China’s lunar mission

China in final preparations for latest lunar mission

Chinese technicians were making final preparations Monday for a mission to bring back material from the moon’s surface in what would be a major advance for the country’s space program.

Chang’e 5 is China’s most ambitious lunar mission yet and marks the first time in four decades that any country has sought to bring rocks and debris from the moon to Earth. That could boost human understanding of the moon, its age and resources, and of the solar system more generally.

The four modules of the Chang’e 5 spacecraft are expected be sent into space Tuesday aboard a massive Long March-5 rocket from the Wenchang launch centre along the coast of the southern island province of Hainan, according to a NASA description of the mission.

The secretive Chinese National Space Administration has only said that a launch is scheduled for late November.
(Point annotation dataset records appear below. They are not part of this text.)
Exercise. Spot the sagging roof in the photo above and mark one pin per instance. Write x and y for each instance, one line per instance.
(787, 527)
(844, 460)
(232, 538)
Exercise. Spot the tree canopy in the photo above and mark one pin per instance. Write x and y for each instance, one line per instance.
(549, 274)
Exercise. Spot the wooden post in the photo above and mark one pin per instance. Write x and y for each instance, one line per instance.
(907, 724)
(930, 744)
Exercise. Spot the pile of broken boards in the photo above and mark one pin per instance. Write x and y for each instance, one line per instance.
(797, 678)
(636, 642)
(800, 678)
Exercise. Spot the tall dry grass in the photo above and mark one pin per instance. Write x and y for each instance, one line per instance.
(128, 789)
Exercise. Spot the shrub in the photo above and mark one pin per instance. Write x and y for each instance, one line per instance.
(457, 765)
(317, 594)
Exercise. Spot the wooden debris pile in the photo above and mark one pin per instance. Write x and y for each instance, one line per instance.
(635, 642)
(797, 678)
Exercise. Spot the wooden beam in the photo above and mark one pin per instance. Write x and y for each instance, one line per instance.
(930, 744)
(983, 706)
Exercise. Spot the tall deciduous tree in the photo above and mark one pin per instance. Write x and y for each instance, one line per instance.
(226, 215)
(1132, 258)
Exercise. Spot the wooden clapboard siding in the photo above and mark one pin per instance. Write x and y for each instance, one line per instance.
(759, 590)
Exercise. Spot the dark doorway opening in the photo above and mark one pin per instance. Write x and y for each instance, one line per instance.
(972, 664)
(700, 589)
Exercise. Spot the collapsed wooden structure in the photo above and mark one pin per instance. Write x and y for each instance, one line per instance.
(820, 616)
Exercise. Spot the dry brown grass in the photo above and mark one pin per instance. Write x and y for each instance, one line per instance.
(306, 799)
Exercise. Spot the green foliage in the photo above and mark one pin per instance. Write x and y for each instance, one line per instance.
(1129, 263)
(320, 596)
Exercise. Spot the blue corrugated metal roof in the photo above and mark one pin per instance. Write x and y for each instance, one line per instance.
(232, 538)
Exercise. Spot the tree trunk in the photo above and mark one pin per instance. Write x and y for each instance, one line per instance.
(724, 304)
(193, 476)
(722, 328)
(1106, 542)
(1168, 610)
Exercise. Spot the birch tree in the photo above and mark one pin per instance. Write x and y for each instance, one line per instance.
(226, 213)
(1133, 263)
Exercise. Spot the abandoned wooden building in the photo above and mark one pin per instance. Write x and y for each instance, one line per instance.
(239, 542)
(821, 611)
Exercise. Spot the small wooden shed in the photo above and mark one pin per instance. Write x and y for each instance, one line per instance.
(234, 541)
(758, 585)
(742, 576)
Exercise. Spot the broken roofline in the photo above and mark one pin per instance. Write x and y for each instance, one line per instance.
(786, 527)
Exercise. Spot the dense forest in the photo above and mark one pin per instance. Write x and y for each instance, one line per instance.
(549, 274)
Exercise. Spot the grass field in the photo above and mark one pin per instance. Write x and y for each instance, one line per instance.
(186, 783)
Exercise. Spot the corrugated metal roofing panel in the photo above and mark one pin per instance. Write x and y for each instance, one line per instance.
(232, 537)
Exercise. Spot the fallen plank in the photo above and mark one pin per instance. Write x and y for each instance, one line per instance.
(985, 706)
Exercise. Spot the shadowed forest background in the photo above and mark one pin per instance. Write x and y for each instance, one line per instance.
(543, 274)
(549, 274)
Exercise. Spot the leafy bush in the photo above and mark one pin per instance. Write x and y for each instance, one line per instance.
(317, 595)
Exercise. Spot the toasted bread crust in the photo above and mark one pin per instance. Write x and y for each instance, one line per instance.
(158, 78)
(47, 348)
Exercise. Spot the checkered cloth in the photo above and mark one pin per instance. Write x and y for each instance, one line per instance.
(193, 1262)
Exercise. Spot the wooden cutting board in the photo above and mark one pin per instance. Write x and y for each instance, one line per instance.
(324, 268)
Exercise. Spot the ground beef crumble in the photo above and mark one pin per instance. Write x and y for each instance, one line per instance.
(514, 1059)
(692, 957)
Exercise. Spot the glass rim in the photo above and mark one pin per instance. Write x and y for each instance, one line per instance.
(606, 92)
The mission’s key task is to drill 2 metres (almost 7 feet) beneath the moon’s surface and scoop up about 2 kilograms (4.4 pounds) of rocks and other debris to be brought back to Earth, according to NASA. That would the first opportunity scientists have had to study newly obtained lunar material since the American and Russian missions of the 1960s and 1970s.
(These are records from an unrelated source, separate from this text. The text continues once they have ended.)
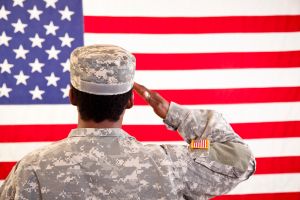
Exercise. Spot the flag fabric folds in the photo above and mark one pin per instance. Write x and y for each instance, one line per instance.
(241, 58)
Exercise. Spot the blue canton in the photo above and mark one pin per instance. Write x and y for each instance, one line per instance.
(36, 39)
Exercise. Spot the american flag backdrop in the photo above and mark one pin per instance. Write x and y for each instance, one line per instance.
(241, 58)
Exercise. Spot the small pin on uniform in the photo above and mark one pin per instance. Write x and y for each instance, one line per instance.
(147, 95)
(199, 144)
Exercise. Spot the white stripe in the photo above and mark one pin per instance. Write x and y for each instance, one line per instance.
(143, 115)
(219, 79)
(188, 8)
(269, 183)
(198, 43)
(260, 147)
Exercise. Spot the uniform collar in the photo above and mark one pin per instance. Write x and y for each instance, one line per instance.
(99, 132)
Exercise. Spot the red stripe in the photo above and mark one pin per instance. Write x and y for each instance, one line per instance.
(5, 168)
(228, 96)
(217, 60)
(278, 165)
(167, 25)
(39, 133)
(264, 166)
(270, 196)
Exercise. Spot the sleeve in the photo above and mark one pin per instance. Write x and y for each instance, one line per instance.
(213, 171)
(21, 183)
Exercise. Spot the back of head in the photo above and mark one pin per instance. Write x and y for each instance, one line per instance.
(101, 81)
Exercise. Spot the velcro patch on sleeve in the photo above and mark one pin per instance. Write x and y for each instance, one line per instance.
(200, 144)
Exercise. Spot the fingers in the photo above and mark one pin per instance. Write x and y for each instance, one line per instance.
(157, 102)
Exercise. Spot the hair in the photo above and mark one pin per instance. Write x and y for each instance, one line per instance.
(100, 107)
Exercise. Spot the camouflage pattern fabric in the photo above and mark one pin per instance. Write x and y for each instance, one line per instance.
(111, 164)
(102, 69)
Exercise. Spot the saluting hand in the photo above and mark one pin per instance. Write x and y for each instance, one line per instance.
(157, 102)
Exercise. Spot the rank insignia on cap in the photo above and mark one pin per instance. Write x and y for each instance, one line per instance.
(200, 144)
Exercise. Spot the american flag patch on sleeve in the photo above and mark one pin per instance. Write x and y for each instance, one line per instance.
(199, 144)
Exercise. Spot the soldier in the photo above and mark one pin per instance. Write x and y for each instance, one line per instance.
(99, 160)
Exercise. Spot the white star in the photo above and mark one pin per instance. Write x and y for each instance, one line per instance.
(52, 79)
(21, 78)
(66, 65)
(4, 13)
(52, 53)
(51, 28)
(19, 26)
(36, 66)
(66, 14)
(65, 91)
(18, 3)
(50, 3)
(35, 13)
(37, 93)
(4, 91)
(66, 40)
(21, 52)
(5, 67)
(4, 39)
(36, 41)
The mission is “indeed challenging,” but China has already landed twice on the moon with its Chang’e 3 and Chang’e 4 missions, and showed with a 2014 Chang’e 5 test mission that it can navigate back to Earth, re-enter and land a capsule, said Jonathan McDowell, an astronomer at the Harvard-Smithsonian Center for Astrophysics. All that’s left is to show it can collect samples and take off again from the moon, McDowell said.
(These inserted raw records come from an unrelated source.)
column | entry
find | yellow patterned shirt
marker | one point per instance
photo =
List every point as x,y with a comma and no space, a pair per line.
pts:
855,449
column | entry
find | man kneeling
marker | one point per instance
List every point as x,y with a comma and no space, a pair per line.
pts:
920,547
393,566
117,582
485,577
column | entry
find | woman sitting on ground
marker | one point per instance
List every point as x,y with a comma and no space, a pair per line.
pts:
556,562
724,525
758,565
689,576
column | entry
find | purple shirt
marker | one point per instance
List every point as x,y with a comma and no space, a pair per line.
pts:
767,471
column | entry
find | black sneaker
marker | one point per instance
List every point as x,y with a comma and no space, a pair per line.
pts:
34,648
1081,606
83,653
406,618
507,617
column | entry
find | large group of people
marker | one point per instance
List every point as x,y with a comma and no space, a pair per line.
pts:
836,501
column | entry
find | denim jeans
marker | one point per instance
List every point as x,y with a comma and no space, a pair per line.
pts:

Such experience is growing in value with more and more countries conducting asteroid sample returns and considering Mars sample returns, McDowell said.

After making the three-day trip from Earth, the Chang’e 5 lander’s time on the moon is scheduled to be short and sweet. It can only stay one lunar daytime, or about 14 days, because it lacks the radioisotope heating units that China’s current lunar rover, the Chang’e 4, possesses to withstand the moon’s freezing nights.

Launched as a single space craft, Chang’e 5 is actually composed of a lander, ascender, service module and return capsule.

The lander will dig for materials with its drill and robotic arm and transfer them to the ascender, which will lift off from the moon and dock with the service capsule. The materials will then be moved to the return capsule for the trip home to earth.